Download-Portal 1load.net vom Netz genommen - Staatsanwaltschaft ermittelt Download-Portal 1load.net vom Netz genommen - Staatsanwaltschaft ermittelt [Quelle: MEV] Der Fall kino.to ist nach wie vor präsent. Am 8. Juni 2011 wurde das illegale Streaming-Portal abgeschaltet. Die Betreiber wurden strafrechtlich verfolgt und verurteilt. Die Gesellschaft zur Verfolgung von Urheberrechtsverletzungen hatte damals maßgeblichen Anteil an der Abschaltung. Auf Grundlage ihrer Recherchen konnte die zuständige Staatsanwaltschaft gegen die Betreiber des Portals vorgehen. Die Nutzer von kino.to wurden nicht strafrechtlich verfolgt. Bis heute ist strittig, ob die vorübergehenden Vervielfältigungen auf den PCs der Nutzer rechtswidrig sind. Nunmehr gab die GVU bekannt, dass erneut ein bekanntes Streaming-Portal vom Netz genommen wurde. 1load.net wurde nach einer Durchsuchung unter der Leitung der Generalstaatsanwaltschaft Dresden abgeschaltet.

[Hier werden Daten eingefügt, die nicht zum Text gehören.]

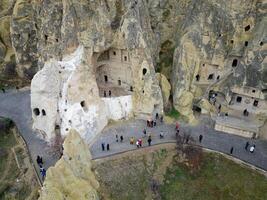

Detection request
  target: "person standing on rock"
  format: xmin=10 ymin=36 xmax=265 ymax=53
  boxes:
xmin=101 ymin=142 xmax=105 ymax=151
xmin=107 ymin=143 xmax=110 ymax=151
xmin=148 ymin=135 xmax=152 ymax=146
xmin=245 ymin=141 xmax=249 ymax=151
xmin=230 ymin=147 xmax=234 ymax=154
xmin=120 ymin=135 xmax=124 ymax=142
xmin=199 ymin=135 xmax=203 ymax=143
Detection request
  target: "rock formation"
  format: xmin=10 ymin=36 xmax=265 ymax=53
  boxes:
xmin=0 ymin=0 xmax=266 ymax=139
xmin=38 ymin=129 xmax=99 ymax=200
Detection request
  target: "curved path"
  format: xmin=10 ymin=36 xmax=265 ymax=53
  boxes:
xmin=0 ymin=89 xmax=59 ymax=180
xmin=90 ymin=119 xmax=267 ymax=171
xmin=1 ymin=89 xmax=267 ymax=174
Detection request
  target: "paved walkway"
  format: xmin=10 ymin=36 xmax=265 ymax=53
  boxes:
xmin=1 ymin=89 xmax=267 ymax=175
xmin=90 ymin=118 xmax=267 ymax=171
xmin=0 ymin=89 xmax=59 ymax=182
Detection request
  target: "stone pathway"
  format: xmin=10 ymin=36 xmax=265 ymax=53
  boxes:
xmin=1 ymin=89 xmax=267 ymax=177
xmin=0 ymin=89 xmax=59 ymax=183
xmin=90 ymin=118 xmax=267 ymax=171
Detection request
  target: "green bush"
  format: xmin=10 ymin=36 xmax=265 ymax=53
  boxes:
xmin=166 ymin=108 xmax=180 ymax=119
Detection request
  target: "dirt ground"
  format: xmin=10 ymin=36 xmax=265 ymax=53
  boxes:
xmin=0 ymin=118 xmax=39 ymax=200
xmin=93 ymin=143 xmax=267 ymax=200
xmin=93 ymin=143 xmax=177 ymax=200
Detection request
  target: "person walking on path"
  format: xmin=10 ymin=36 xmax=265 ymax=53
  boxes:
xmin=250 ymin=145 xmax=255 ymax=153
xmin=245 ymin=141 xmax=249 ymax=151
xmin=116 ymin=134 xmax=118 ymax=142
xmin=107 ymin=143 xmax=110 ymax=151
xmin=176 ymin=129 xmax=180 ymax=138
xmin=130 ymin=137 xmax=134 ymax=145
xmin=120 ymin=135 xmax=124 ymax=142
xmin=101 ymin=142 xmax=105 ymax=151
xmin=160 ymin=115 xmax=164 ymax=123
xmin=36 ymin=155 xmax=43 ymax=167
xmin=136 ymin=140 xmax=140 ymax=148
xmin=143 ymin=129 xmax=147 ymax=137
xmin=160 ymin=131 xmax=164 ymax=139
xmin=41 ymin=168 xmax=46 ymax=181
xmin=148 ymin=136 xmax=152 ymax=146
xmin=153 ymin=120 xmax=156 ymax=127
xmin=230 ymin=147 xmax=234 ymax=154
xmin=176 ymin=122 xmax=179 ymax=131
xmin=199 ymin=134 xmax=203 ymax=143
xmin=138 ymin=138 xmax=142 ymax=147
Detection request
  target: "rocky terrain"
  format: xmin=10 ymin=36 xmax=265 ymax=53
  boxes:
xmin=0 ymin=0 xmax=266 ymax=199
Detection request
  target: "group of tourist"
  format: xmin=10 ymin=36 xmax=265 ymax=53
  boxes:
xmin=36 ymin=155 xmax=46 ymax=181
xmin=101 ymin=142 xmax=110 ymax=151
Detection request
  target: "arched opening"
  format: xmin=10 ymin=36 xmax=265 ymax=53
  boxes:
xmin=33 ymin=108 xmax=40 ymax=116
xmin=260 ymin=41 xmax=263 ymax=46
xmin=80 ymin=101 xmax=85 ymax=107
xmin=130 ymin=86 xmax=133 ymax=91
xmin=124 ymin=56 xmax=127 ymax=61
xmin=208 ymin=74 xmax=214 ymax=80
xmin=253 ymin=100 xmax=259 ymax=107
xmin=195 ymin=74 xmax=200 ymax=81
xmin=104 ymin=75 xmax=108 ymax=83
xmin=232 ymin=59 xmax=238 ymax=67
xmin=230 ymin=40 xmax=234 ymax=44
xmin=244 ymin=25 xmax=250 ymax=32
xmin=217 ymin=75 xmax=220 ymax=80
xmin=143 ymin=68 xmax=147 ymax=75
xmin=244 ymin=41 xmax=248 ymax=47
xmin=44 ymin=34 xmax=48 ymax=41
xmin=41 ymin=109 xmax=46 ymax=116
xmin=236 ymin=96 xmax=242 ymax=103
xmin=118 ymin=80 xmax=121 ymax=85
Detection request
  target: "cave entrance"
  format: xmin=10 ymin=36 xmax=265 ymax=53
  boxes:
xmin=96 ymin=48 xmax=133 ymax=97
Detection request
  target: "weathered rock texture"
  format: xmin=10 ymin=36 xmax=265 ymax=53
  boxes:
xmin=38 ymin=129 xmax=99 ymax=200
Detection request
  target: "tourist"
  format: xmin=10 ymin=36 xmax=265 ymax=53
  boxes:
xmin=104 ymin=91 xmax=106 ymax=97
xmin=175 ymin=122 xmax=179 ymax=131
xmin=120 ymin=135 xmax=124 ymax=142
xmin=160 ymin=131 xmax=164 ymax=139
xmin=143 ymin=129 xmax=147 ymax=137
xmin=41 ymin=168 xmax=46 ymax=181
xmin=148 ymin=136 xmax=152 ymax=146
xmin=160 ymin=116 xmax=163 ymax=123
xmin=101 ymin=142 xmax=105 ymax=151
xmin=176 ymin=129 xmax=180 ymax=138
xmin=153 ymin=120 xmax=156 ymax=127
xmin=109 ymin=90 xmax=111 ymax=97
xmin=138 ymin=138 xmax=142 ymax=147
xmin=130 ymin=137 xmax=134 ymax=145
xmin=107 ymin=143 xmax=110 ymax=151
xmin=218 ymin=104 xmax=221 ymax=112
xmin=199 ymin=134 xmax=203 ymax=143
xmin=36 ymin=155 xmax=43 ymax=166
xmin=1 ymin=88 xmax=5 ymax=93
xmin=250 ymin=145 xmax=255 ymax=153
xmin=245 ymin=141 xmax=249 ymax=150
xmin=156 ymin=113 xmax=159 ymax=120
xmin=136 ymin=140 xmax=140 ymax=148
xmin=230 ymin=147 xmax=234 ymax=154
xmin=147 ymin=120 xmax=149 ymax=127
xmin=116 ymin=134 xmax=118 ymax=142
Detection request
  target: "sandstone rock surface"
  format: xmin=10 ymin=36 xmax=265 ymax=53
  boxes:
xmin=38 ymin=129 xmax=99 ymax=200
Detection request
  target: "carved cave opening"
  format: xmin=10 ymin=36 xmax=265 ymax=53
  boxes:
xmin=96 ymin=48 xmax=133 ymax=97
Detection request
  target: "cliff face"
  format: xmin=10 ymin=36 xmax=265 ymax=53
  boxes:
xmin=38 ymin=129 xmax=99 ymax=200
xmin=1 ymin=0 xmax=266 ymax=139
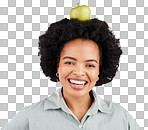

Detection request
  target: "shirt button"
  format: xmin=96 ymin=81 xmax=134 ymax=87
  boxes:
xmin=79 ymin=124 xmax=83 ymax=128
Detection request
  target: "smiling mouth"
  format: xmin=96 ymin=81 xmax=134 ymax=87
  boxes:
xmin=67 ymin=79 xmax=88 ymax=90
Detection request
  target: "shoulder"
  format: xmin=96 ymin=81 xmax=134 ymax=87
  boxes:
xmin=1 ymin=99 xmax=46 ymax=130
xmin=100 ymin=98 xmax=141 ymax=130
xmin=104 ymin=99 xmax=125 ymax=113
xmin=102 ymin=98 xmax=129 ymax=119
xmin=15 ymin=98 xmax=46 ymax=117
xmin=96 ymin=95 xmax=124 ymax=114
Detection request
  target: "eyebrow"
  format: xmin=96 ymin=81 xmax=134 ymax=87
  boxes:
xmin=63 ymin=56 xmax=98 ymax=64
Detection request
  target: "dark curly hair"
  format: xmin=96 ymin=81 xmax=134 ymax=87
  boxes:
xmin=38 ymin=18 xmax=122 ymax=86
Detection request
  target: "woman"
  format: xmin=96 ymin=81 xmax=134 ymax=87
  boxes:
xmin=1 ymin=18 xmax=140 ymax=130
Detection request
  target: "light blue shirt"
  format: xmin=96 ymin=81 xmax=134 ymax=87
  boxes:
xmin=1 ymin=87 xmax=141 ymax=130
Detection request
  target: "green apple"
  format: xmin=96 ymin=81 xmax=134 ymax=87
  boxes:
xmin=69 ymin=5 xmax=91 ymax=21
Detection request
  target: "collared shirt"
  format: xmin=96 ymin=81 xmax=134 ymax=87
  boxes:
xmin=1 ymin=87 xmax=141 ymax=130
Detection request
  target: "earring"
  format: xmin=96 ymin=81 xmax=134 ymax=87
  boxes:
xmin=56 ymin=72 xmax=59 ymax=77
xmin=97 ymin=75 xmax=99 ymax=81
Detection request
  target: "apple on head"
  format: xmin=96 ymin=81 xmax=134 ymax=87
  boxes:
xmin=69 ymin=4 xmax=91 ymax=21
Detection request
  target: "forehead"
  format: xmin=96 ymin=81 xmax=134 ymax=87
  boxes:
xmin=61 ymin=38 xmax=100 ymax=56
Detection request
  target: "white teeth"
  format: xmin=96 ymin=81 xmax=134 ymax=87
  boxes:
xmin=69 ymin=79 xmax=86 ymax=85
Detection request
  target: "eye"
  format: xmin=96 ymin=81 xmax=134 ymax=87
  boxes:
xmin=65 ymin=62 xmax=95 ymax=68
xmin=65 ymin=62 xmax=73 ymax=65
xmin=87 ymin=64 xmax=95 ymax=68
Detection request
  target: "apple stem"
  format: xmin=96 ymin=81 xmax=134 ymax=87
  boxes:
xmin=77 ymin=3 xmax=79 ymax=6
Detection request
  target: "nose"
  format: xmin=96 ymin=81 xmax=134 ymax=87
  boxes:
xmin=73 ymin=64 xmax=85 ymax=76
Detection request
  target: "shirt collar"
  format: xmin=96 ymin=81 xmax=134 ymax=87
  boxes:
xmin=44 ymin=87 xmax=112 ymax=114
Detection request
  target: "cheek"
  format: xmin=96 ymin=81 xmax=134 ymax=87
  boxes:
xmin=87 ymin=71 xmax=99 ymax=81
xmin=59 ymin=66 xmax=71 ymax=77
xmin=59 ymin=64 xmax=99 ymax=80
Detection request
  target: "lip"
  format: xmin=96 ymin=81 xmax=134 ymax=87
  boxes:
xmin=67 ymin=79 xmax=88 ymax=90
xmin=68 ymin=78 xmax=88 ymax=82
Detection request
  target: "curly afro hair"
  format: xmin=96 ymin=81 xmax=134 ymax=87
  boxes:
xmin=38 ymin=18 xmax=122 ymax=86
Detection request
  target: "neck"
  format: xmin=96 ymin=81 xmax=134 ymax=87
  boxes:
xmin=62 ymin=88 xmax=94 ymax=113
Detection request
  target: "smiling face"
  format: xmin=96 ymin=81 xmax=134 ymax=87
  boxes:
xmin=57 ymin=38 xmax=100 ymax=98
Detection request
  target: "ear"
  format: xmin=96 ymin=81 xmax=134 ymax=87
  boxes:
xmin=57 ymin=63 xmax=59 ymax=72
xmin=98 ymin=67 xmax=100 ymax=76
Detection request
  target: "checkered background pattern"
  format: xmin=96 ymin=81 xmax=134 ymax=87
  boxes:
xmin=0 ymin=0 xmax=148 ymax=129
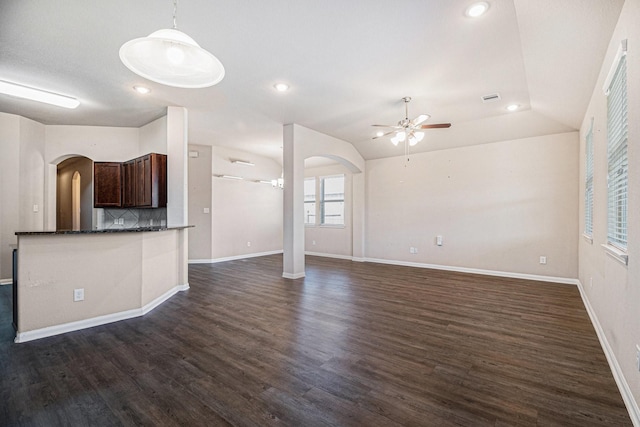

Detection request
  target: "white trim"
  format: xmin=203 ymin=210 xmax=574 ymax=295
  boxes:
xmin=352 ymin=257 xmax=366 ymax=263
xmin=305 ymin=251 xmax=353 ymax=261
xmin=189 ymin=250 xmax=283 ymax=264
xmin=14 ymin=283 xmax=189 ymax=343
xmin=363 ymin=257 xmax=579 ymax=285
xmin=602 ymin=244 xmax=629 ymax=266
xmin=582 ymin=233 xmax=593 ymax=245
xmin=282 ymin=272 xmax=305 ymax=279
xmin=0 ymin=278 xmax=12 ymax=285
xmin=603 ymin=39 xmax=628 ymax=95
xmin=576 ymin=281 xmax=640 ymax=426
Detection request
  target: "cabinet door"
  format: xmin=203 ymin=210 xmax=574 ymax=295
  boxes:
xmin=135 ymin=155 xmax=152 ymax=207
xmin=122 ymin=160 xmax=136 ymax=207
xmin=135 ymin=153 xmax=167 ymax=208
xmin=94 ymin=162 xmax=122 ymax=207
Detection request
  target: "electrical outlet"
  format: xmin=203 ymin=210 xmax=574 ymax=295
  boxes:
xmin=410 ymin=247 xmax=418 ymax=254
xmin=74 ymin=288 xmax=84 ymax=302
xmin=539 ymin=256 xmax=547 ymax=265
xmin=247 ymin=241 xmax=251 ymax=247
xmin=114 ymin=219 xmax=119 ymax=225
xmin=436 ymin=235 xmax=443 ymax=246
xmin=119 ymin=218 xmax=124 ymax=225
xmin=312 ymin=240 xmax=316 ymax=245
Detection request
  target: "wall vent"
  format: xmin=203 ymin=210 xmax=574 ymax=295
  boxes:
xmin=481 ymin=93 xmax=501 ymax=103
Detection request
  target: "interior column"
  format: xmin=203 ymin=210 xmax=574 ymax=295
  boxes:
xmin=282 ymin=124 xmax=306 ymax=279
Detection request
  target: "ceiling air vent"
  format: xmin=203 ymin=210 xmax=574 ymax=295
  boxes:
xmin=481 ymin=93 xmax=501 ymax=103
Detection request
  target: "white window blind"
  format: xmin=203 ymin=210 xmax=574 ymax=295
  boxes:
xmin=584 ymin=121 xmax=594 ymax=237
xmin=304 ymin=177 xmax=316 ymax=225
xmin=320 ymin=175 xmax=345 ymax=226
xmin=606 ymin=51 xmax=627 ymax=250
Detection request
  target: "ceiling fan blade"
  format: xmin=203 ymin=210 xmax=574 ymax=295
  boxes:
xmin=372 ymin=130 xmax=397 ymax=140
xmin=412 ymin=114 xmax=430 ymax=126
xmin=418 ymin=123 xmax=452 ymax=129
xmin=372 ymin=124 xmax=402 ymax=128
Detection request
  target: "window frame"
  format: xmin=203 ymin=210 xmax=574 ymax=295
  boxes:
xmin=304 ymin=177 xmax=317 ymax=226
xmin=320 ymin=174 xmax=345 ymax=227
xmin=602 ymin=39 xmax=628 ymax=263
xmin=584 ymin=118 xmax=594 ymax=241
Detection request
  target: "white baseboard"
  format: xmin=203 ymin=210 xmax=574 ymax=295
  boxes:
xmin=305 ymin=251 xmax=353 ymax=261
xmin=576 ymin=281 xmax=640 ymax=426
xmin=0 ymin=278 xmax=12 ymax=285
xmin=189 ymin=250 xmax=283 ymax=264
xmin=363 ymin=257 xmax=579 ymax=285
xmin=14 ymin=283 xmax=190 ymax=344
xmin=282 ymin=272 xmax=305 ymax=279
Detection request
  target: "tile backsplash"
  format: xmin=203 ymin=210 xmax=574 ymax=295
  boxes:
xmin=96 ymin=208 xmax=167 ymax=230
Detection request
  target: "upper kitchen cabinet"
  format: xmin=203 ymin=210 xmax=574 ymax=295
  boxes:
xmin=122 ymin=160 xmax=136 ymax=208
xmin=135 ymin=153 xmax=167 ymax=208
xmin=94 ymin=162 xmax=122 ymax=208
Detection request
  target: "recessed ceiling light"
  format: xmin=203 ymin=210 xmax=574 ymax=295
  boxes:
xmin=133 ymin=85 xmax=151 ymax=94
xmin=466 ymin=1 xmax=489 ymax=18
xmin=506 ymin=104 xmax=519 ymax=112
xmin=0 ymin=79 xmax=79 ymax=109
xmin=376 ymin=131 xmax=385 ymax=137
xmin=274 ymin=83 xmax=290 ymax=92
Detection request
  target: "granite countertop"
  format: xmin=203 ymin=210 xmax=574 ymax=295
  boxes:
xmin=15 ymin=225 xmax=193 ymax=236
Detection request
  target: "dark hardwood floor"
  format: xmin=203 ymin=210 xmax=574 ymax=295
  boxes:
xmin=0 ymin=255 xmax=632 ymax=426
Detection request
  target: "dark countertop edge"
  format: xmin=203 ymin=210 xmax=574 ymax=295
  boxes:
xmin=16 ymin=225 xmax=194 ymax=236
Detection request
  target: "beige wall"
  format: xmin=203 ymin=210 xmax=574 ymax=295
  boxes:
xmin=366 ymin=132 xmax=579 ymax=279
xmin=304 ymin=163 xmax=353 ymax=258
xmin=187 ymin=144 xmax=212 ymax=260
xmin=578 ymin=0 xmax=640 ymax=415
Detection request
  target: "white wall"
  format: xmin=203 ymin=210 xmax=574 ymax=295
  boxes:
xmin=366 ymin=132 xmax=579 ymax=279
xmin=139 ymin=115 xmax=168 ymax=155
xmin=0 ymin=113 xmax=21 ymax=280
xmin=304 ymin=163 xmax=353 ymax=258
xmin=578 ymin=0 xmax=640 ymax=418
xmin=45 ymin=125 xmax=140 ymax=163
xmin=203 ymin=146 xmax=283 ymax=261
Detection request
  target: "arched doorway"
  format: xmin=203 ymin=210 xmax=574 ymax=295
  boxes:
xmin=56 ymin=156 xmax=93 ymax=230
xmin=71 ymin=171 xmax=81 ymax=231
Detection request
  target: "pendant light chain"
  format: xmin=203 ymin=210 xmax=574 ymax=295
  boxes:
xmin=172 ymin=0 xmax=178 ymax=29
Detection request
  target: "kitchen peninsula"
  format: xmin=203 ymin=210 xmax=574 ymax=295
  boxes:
xmin=14 ymin=225 xmax=191 ymax=343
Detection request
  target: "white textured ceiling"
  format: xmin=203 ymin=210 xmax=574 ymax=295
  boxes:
xmin=0 ymin=0 xmax=624 ymax=163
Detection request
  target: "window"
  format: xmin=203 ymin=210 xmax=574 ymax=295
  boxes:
xmin=304 ymin=177 xmax=316 ymax=225
xmin=320 ymin=175 xmax=344 ymax=226
xmin=584 ymin=120 xmax=594 ymax=237
xmin=605 ymin=44 xmax=627 ymax=250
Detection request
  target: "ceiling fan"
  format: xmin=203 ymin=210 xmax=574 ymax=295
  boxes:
xmin=372 ymin=97 xmax=451 ymax=146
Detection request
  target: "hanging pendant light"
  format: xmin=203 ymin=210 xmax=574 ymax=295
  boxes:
xmin=119 ymin=0 xmax=225 ymax=88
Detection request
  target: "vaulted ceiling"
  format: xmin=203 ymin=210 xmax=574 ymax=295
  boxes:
xmin=0 ymin=0 xmax=624 ymax=163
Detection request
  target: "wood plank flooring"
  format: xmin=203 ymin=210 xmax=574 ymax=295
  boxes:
xmin=0 ymin=255 xmax=632 ymax=426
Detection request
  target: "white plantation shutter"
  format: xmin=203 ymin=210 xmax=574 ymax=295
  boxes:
xmin=606 ymin=51 xmax=627 ymax=249
xmin=585 ymin=122 xmax=594 ymax=236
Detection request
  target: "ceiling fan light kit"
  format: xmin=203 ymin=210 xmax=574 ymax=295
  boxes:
xmin=119 ymin=0 xmax=225 ymax=88
xmin=372 ymin=96 xmax=451 ymax=148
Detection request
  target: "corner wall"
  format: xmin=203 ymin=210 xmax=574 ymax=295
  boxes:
xmin=578 ymin=0 xmax=640 ymax=420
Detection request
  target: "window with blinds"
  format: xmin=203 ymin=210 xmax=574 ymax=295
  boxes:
xmin=320 ymin=175 xmax=345 ymax=226
xmin=585 ymin=122 xmax=594 ymax=237
xmin=304 ymin=177 xmax=316 ymax=225
xmin=606 ymin=50 xmax=627 ymax=250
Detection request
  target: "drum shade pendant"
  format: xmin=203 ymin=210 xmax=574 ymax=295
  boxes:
xmin=119 ymin=0 xmax=225 ymax=88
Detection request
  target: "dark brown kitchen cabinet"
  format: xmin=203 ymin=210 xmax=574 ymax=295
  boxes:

Gegen die Betreiber, zwei Personen aus Leipzig bzw. dem thüringischen Altenburg, werde wegen gewerbsmäßiger Verletzung des Urheberrechts ermittelt. Zuletzt seien über das Portal über 100.000 verschiedene Filme, TV-Serien, Spiele, Ebooks, Musikdateien, Software und pornografische Filme angeboten worden. Der Domaininhaber habe seine Identität bis zuletzt mithilfe von Anonymisierungsdienstleister verschleiert. Ein Impressum war nicht vorhanden. Das Verfahren baue auf den Ermittlungserkenntnissen der GVU auf. Es bestünden Hinweise, dass die Betreiber von 1load.net auch Kontakte zu Werbedienstleistern gehabt hätten, die schon im Fall kino.to aufgetaucht wären.

Anfang 2008 startete 1load.net sein Angebot, damals noch mit 1.621 Dateien. Heute seien bereits 102.480 Titel öffentlich zugänglich. Das Prinzip von 1Load.net funktioniere so wie bei kino.to. Die Webseite selbst bietet ausschließlich Links an, die zu externen Servern führen, auf denen die Dateien gespeichert seien. Insbesondere Filehoster seien dies gewesen, namentlich Shareonline, Uploaded und Cloudzer.

Wir hatten bereits in einem früheren Artikel die Strafbarkeit der Nutzer erläutert. Angesichts des vergleichbaren Sachverhalts lassen sich diese Ausführungen auch auf den aktuellen Fall anwenden. An der Rechtslage hat sich auch nach zwei Jahren nichts geändert. Sollte den Betreibern eine rechtswidrige gewerbsmäßige Verwertung von urheberrechtlich geschützten Werken nachgewiesen werden, drohen diesen bis zu fünf Jahr Haft.

Beachten Sie bitte die Forenregeln, falls Sie im Kommentarthread auf die eigene Nutzung solcher Plattformen hinweisen.

Quelle: GVU

 
Freizeitschrauber(in)
26.07.2013 23:40 Uhr
Wer illegales Streaming unterbinden will, sollte vergleichbare Alternativen schaffen, mit großem Angebot und zu einem vernünftigen Preis... Lovefilm/Watchever gehen da in die richtige Richtung, bloß das Angebot ist winzig im Vergleich zu den "bösen" Streamingseiten... Bei Musik funktioniert das doch inzwischen auch, es gibt ne Menge Wege, legal Musik zu hören; Spotify etc. zeigt doch, dass es funktionieren kann, entweder kostenlos mit Werbung oder dann gegen Bezahlung ohne diese; warum ist man gezwungen, im TV durcheinander laufende Serien zu schauen (eine neue Folge, zwei alte etc.), wenn es doch auch anders gehen würde? meinetwegen kann es auch abgestufte Gebühren geben (z.B. mit Werbung 10€, ohne 15 oder so)... ich habe auch nix gegen 2 Minuten Werbung zwischendrin, man kann ja rausgehen...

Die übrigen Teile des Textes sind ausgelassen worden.